Here at the Vein Institute of New Jersey with 7 convenient locations, in Clifton, Livingston, Morristown, Princeton, Rockaway, Shrewsbury and Westfield, we believe patients should be aware of all the potential consequences of their health care choices, so they can make informed decisions. As a professional, top-rated medical practice since 1963, we believe in information transparency, education, and integrity and want to share the upsides as well as downsides to your varicose vein treatment.
In a previous blog post we talked about the benefits of sclerotherapy treatments, so now let’s address the potential downsides. These aren’t necessarily risks, but things to be prepared for. Here are the Top Ten downsides of sclerotherapy treatments, in random order:
- While most patients only require one sclerotherapy treatment to reduce or eliminate problem veins, some may need more. Some veins are just stubborn and need to be reinjected before they disappear.
- Most patients report feeling little discomfort as a sclerotherapy side effect - the most common complaint is some mild itching on the evening of the injections.
- Some patients experience a slight to moderate burning sensation immediately after the sclerotherapy injection—this is rare and almost always relieved by an over-the-counter pain reliever.
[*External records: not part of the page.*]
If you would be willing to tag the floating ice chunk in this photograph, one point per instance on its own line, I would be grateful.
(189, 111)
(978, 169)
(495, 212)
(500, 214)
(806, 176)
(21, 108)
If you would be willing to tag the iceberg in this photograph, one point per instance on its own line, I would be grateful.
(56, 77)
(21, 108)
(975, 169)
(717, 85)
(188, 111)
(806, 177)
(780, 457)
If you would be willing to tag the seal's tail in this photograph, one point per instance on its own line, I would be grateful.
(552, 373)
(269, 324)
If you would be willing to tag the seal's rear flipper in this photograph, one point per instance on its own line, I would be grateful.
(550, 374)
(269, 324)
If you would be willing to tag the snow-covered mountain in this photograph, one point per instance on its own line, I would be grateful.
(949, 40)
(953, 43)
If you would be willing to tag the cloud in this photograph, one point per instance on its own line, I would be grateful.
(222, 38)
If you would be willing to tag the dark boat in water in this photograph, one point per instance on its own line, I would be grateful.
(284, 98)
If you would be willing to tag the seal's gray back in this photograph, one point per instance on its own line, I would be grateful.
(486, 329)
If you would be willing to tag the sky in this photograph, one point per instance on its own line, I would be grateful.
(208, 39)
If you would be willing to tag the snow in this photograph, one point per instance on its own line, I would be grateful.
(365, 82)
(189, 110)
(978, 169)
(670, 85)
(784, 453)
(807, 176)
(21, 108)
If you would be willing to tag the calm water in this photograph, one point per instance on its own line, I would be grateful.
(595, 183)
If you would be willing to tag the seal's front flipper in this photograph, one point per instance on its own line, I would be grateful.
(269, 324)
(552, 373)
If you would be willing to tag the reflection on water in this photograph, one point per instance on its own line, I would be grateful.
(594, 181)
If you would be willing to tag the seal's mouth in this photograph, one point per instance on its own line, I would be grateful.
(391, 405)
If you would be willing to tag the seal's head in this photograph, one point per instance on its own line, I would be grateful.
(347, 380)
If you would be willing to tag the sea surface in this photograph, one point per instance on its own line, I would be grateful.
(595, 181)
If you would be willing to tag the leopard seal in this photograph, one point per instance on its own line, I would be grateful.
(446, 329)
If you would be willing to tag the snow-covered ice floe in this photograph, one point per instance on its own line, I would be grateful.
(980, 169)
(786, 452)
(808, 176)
- You must wear compression stockings or compression bandages for a short while post sclerotherapy, in order to achieve the best result. Almost no one complains about the injections…several people complain about the stockings!
- You may engage in vigorous physical activity immediately but you will need to wear the stockings!
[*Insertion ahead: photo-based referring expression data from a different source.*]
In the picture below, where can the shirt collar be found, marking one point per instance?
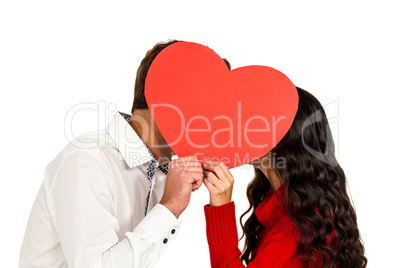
(131, 147)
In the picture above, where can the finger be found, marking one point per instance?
(191, 169)
(209, 185)
(212, 178)
(227, 172)
(217, 169)
(181, 162)
(197, 184)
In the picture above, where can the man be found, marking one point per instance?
(115, 204)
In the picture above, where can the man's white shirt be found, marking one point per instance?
(90, 209)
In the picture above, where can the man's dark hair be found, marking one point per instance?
(139, 86)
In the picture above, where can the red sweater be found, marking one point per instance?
(276, 244)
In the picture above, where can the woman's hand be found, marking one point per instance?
(219, 183)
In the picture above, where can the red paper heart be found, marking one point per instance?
(202, 108)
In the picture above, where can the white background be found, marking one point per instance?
(56, 54)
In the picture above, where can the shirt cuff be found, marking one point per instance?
(221, 224)
(161, 225)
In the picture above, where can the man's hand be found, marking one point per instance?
(184, 175)
(219, 182)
- You will be encouraged to walk immediately after the procedure, which some sedentary patients may consider demanding.
- Allergic reactions to the chemical used in the procedures can occur in rare instances.
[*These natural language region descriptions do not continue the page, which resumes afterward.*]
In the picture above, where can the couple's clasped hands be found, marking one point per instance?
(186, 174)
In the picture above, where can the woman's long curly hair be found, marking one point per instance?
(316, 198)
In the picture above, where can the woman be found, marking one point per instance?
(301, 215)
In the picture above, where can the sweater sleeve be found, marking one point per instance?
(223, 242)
- Bruising around the treatment area and clots at the injection site occasionally develop, which usually resolve without treatment.
- A slight blistering of the surrounding tissue has been reported.
- A small percentage of sclerotherapy patients develop a network of tiny pink vessels called “matte telangiectasias” which usually resolves without treatment.
The clinical reality is that the overwhelming majority of sclerotherapy patients have very positive outcomes. However, patients should be aware of all facets of their treatment’s potential outcomes.